- Dates: Finale is the first Saturday in December
- Location(s): Demopolis, Alabama, United States
- Years active: 1972 – present
- Website: official website

= Christmas on the River =

Annual festival in Demopolis, Alabama

Christmas on the River is a week-long annual Christmas festival held in Demopolis, Alabama. It features a week of events that culminate with a nighttime parade of boats lighted with Christmas-themed decorations on the Tombigbee River at Demopolis. Attendance at the Marengo County festival averages about 40,000 people.

==History==
Christmas on the River began in 1972 as a night parade of decorated and lighted floats on riverboats along the river at White Bluff. This was followed by a fireworks show. These main events have continued and the festival has been expanded over the years to now include several functions in the week prior to the nautical parade.

==Events==
Christmas on the River begins with a matinee by the Canebrake Players, a local theatrical group. Other events during the week include a reading of The Christmas Story in the Demopolis Town Square, the Alabama Barbecue Championship, the crowning of Saint Nicholas which acknowledges the community members for their work in helping children, the "Lighting of the Tree" celebration, candlelight house tours, a community-wide church service, a concert by the Alabama Boychoir, the Children's Day Christmas Parade, and the Jingle Bell Run.

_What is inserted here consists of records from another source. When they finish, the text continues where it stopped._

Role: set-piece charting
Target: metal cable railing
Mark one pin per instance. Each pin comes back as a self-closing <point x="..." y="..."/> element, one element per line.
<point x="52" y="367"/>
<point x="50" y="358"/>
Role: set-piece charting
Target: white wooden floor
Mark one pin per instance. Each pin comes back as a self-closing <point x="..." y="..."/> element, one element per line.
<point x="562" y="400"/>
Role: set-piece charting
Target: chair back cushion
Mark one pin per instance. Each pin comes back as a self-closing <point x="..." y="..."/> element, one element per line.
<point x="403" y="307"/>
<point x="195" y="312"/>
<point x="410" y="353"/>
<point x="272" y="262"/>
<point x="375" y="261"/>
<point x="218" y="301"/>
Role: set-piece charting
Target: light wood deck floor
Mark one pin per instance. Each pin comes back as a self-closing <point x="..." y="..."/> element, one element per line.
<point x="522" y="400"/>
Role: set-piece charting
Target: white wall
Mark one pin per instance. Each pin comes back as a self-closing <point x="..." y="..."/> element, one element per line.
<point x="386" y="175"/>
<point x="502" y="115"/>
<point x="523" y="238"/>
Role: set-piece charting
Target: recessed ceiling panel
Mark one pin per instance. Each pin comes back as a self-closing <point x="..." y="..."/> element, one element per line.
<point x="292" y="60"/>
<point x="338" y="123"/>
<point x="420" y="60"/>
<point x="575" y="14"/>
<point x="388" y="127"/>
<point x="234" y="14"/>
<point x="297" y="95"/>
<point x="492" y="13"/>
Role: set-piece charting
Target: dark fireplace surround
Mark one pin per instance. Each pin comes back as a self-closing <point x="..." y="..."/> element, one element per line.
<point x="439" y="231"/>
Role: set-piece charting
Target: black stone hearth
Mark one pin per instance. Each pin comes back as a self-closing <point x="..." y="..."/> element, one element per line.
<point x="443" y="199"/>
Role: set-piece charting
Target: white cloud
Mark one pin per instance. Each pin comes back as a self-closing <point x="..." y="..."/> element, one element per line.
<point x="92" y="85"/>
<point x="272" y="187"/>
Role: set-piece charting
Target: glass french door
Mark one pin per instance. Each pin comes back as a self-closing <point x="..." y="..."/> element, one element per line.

The Alabama Barbecue Championship is an event involving teams from nine states, 75 judges, and roughly 8000 participants. It became the official state barbecue championship on December 18, 1991. The "Christmas in the Canebrake" party is held at Bluff Hall, Gaineswood, and Lyon Hall, three of Demopolis' antebellum homes, the night before the finale. It includes special candlelight evening tours featuring 19th-century-style holiday decorations of fresh fruit and greenery, confections, and yuletide entertainment. The Jingle Bell Run is a 5K road race for men and women and is held on the final day of the celebration.